Lime Files for Nasdaq IPO to Clear Debt After $59.3 Million Loss
Lime seeks a U.S. IPO to repay debt amid a $59.3M loss, 29.1% revenue growth, and Bird’s failed public debut as a cautionary tale.
TL;DR
Lime filed for a Nasdaq IPO on May 8 2026 under ticker LIME, aiming to use proceeds to erase debt despite a $59.3 million net loss and 29.1% revenue growth to $886.7 million in 2025. The move echoes Bird’s 2021 SPAC launch, which saw its stock drop ~90% before bankruptcy.
Context Lime, officially Neutron Holdings Inc., is backed by Uber and plans to list on Nasdaq with Goldman Sachs, J.P. Morgan, and Jefferies as underwriters. The company says IPO funds will repay all outstanding debt, support operations, and finance tech acquisitions. Lime has generated positive free cash flow for three straight years, even as its net loss widened.
Key Facts Revenue reached $886.7 million in 2025, up 29.1% year‑over‑year. Net loss totaled $59.3 million for the same period. Using the average enterprise‑value‑to‑revenue multiple of comparable mobility peers (~2.5), Lime’s 2025 revenue implies an implied market cap of roughly $2.2 billion.
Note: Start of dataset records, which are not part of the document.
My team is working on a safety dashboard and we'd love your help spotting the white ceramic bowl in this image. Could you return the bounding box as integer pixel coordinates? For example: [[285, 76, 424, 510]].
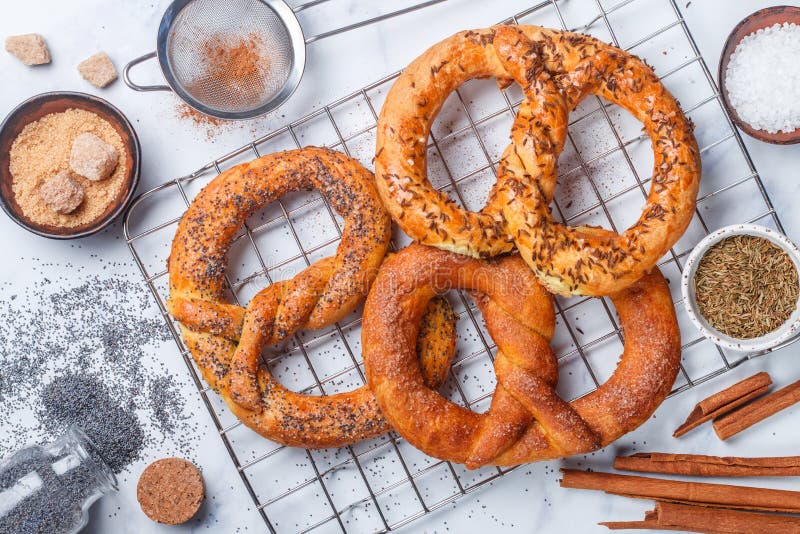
[[681, 224, 800, 352]]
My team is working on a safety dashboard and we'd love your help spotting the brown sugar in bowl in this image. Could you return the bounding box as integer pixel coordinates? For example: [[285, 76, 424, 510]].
[[0, 92, 141, 238]]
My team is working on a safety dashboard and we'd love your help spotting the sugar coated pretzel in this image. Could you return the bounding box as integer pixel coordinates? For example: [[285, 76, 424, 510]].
[[168, 147, 457, 448], [362, 244, 681, 467]]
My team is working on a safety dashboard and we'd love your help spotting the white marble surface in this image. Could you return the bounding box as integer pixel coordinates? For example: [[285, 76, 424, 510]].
[[2, 0, 800, 533]]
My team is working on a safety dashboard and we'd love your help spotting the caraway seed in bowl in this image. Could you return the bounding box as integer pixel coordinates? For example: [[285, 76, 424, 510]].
[[694, 234, 799, 339]]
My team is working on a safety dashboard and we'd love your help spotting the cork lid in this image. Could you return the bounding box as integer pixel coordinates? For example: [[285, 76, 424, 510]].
[[137, 458, 205, 525]]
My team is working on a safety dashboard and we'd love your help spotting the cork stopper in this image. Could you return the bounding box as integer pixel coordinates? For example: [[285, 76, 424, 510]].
[[137, 458, 205, 525]]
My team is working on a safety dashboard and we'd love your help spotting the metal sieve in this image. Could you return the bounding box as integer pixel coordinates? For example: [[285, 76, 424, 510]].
[[123, 0, 446, 120]]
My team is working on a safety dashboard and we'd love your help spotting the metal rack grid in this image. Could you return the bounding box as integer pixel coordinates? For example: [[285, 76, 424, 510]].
[[124, 0, 789, 532]]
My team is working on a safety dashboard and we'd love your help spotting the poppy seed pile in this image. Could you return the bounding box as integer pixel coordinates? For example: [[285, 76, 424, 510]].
[[38, 373, 144, 473], [0, 264, 196, 473]]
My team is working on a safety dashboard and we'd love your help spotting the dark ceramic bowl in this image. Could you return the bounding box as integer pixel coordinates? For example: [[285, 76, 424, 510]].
[[0, 92, 141, 239], [719, 5, 800, 144]]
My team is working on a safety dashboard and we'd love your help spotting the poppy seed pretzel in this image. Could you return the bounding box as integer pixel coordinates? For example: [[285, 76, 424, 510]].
[[362, 244, 681, 467], [167, 147, 458, 448]]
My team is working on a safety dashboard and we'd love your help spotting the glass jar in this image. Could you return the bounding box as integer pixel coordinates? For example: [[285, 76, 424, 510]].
[[0, 426, 117, 534]]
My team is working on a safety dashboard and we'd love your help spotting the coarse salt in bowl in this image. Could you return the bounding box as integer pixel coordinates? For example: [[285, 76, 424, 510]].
[[719, 6, 800, 143], [725, 22, 800, 135], [681, 224, 800, 353]]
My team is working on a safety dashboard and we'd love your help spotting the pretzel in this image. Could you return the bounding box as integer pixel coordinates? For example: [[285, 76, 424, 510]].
[[493, 26, 700, 296], [362, 244, 681, 467], [374, 27, 570, 258], [167, 147, 457, 448], [375, 25, 700, 295]]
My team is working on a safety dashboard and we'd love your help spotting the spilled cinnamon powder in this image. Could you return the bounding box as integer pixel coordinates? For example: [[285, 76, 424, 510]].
[[175, 102, 270, 141], [176, 104, 223, 125]]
Bird’s stock fell about 90% after its 2021 SPAC debut, leading to bankruptcy and delisting by 2024.
What It Means The IPO reflects a liquidity‑driven strategy: Lime hopes public markets will provide the cash needed to eliminate debt and sustain growth, a path Bird failed to follow. Investors will weigh Lime’s revenue momentum against its persistent losses and the scooter sector’s volatile track record.
Watch for the IPO pricing range and underwriter roadshow commentary, which will signal investor appetite for Lime’s debt‑repayment plan and its path to profitability.